The first of the mummies came to light, quite literally, about ten years ago.  Since then, a number have been subjected to intensive investigation by scientists in Peru and Mexico, but also in Petersburg, Russia and in the United States, the last under the auspices of one John McDowell who is, we are told, the eminence grise of forensic sciences in the States.  The research has included carbon dating, state-of-the-art medical scanning, and DNA sequencing that compares the specimens with all known terrestrial species that themselves have been sequenced.  Already, two peer-reviewed papers discussing preliminary results of investigations into their nature and origin have been published in mainstream journals.  Much much more will reach the scientific community and the public (if there is any interest in the public) in the next year or two.

Perhaps the best known of the mummies that have been studied is one called "Maria."  Her DNA analysis is so dense with information that scientists can conjecture as to the cause of her death -- a massive infection that was triggered by the eating of raw shellfish that are native to coastal Peru.

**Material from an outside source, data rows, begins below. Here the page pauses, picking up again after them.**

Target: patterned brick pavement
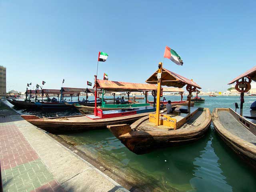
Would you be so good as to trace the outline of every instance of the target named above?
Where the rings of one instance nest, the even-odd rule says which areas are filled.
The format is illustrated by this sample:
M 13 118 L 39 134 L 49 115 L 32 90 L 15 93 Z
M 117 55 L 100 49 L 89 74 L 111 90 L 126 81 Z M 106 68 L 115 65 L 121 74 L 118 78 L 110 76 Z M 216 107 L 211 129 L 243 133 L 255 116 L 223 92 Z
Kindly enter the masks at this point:
M 0 118 L 0 161 L 4 191 L 62 192 L 11 116 Z

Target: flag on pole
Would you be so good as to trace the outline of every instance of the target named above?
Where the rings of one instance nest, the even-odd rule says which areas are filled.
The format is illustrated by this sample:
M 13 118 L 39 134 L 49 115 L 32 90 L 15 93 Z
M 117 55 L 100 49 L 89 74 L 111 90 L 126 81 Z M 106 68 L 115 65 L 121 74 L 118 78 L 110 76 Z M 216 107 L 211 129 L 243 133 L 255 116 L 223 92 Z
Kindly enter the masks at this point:
M 165 47 L 164 57 L 170 59 L 173 62 L 178 65 L 183 64 L 182 60 L 177 52 L 167 46 Z
M 98 61 L 103 61 L 105 62 L 107 60 L 108 55 L 104 52 L 99 52 L 99 57 L 98 58 Z
M 89 86 L 92 86 L 92 83 L 87 81 L 87 85 L 89 85 Z
M 105 73 L 104 73 L 104 76 L 103 76 L 103 80 L 108 80 L 108 76 Z

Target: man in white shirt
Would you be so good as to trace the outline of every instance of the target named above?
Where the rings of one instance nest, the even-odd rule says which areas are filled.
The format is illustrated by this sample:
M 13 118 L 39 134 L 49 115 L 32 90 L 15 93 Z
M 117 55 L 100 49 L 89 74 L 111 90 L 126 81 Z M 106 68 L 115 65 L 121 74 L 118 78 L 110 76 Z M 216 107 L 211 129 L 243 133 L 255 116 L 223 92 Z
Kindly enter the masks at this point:
M 171 101 L 169 100 L 168 101 L 168 103 L 166 104 L 166 109 L 167 110 L 167 114 L 170 114 L 172 112 L 172 104 L 171 104 Z

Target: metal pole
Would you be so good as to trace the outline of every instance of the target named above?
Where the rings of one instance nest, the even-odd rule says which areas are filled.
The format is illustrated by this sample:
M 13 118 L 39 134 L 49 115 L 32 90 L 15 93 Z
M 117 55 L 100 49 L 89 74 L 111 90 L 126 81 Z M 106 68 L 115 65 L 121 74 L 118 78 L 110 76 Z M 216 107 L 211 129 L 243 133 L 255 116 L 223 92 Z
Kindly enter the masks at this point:
M 98 66 L 97 67 L 98 68 Z M 94 95 L 95 95 L 95 108 L 94 108 L 94 116 L 98 116 L 98 110 L 97 109 L 97 75 L 95 75 L 95 83 L 94 83 Z
M 164 59 L 163 59 L 163 61 Z M 159 125 L 159 115 L 160 113 L 160 96 L 161 94 L 161 83 L 162 82 L 162 72 L 163 63 L 160 62 L 158 64 L 158 74 L 160 74 L 160 76 L 158 76 L 157 82 L 157 94 L 156 95 L 156 125 Z

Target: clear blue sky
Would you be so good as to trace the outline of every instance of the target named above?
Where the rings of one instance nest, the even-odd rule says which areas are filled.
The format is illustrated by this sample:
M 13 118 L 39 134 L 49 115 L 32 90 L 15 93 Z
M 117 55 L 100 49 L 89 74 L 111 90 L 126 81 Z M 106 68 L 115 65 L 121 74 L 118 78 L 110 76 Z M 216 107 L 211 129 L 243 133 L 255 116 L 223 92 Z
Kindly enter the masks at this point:
M 158 2 L 159 1 L 159 2 Z M 207 89 L 255 65 L 256 1 L 0 0 L 0 65 L 7 90 L 86 87 L 99 51 L 107 60 L 98 76 L 141 83 L 156 69 L 168 45 L 183 66 L 164 67 Z

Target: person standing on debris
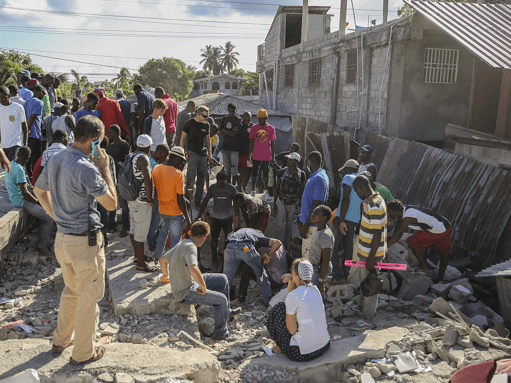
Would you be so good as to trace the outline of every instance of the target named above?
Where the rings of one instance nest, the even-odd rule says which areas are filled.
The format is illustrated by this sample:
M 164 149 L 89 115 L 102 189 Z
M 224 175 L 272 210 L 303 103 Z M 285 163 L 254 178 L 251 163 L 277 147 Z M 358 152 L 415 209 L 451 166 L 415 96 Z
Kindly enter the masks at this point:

So far as we know, there are no elephants in Peru, but the elephant in this particular room is, of course, the implication that TM was made neither by natural evolution alone nor by the Hand of God, at least if God is conceived to be as portrayed in the Bible.  Who was this Someone or SomeThing that intervened in our world?  What was its purpose in doing so?  Is it still among us, or does it lie perhaps just beyond The Veil?

And a more disturbing question still.  Could we ourselves also have arisen, metaphorically speaking, from Someone's petri dish?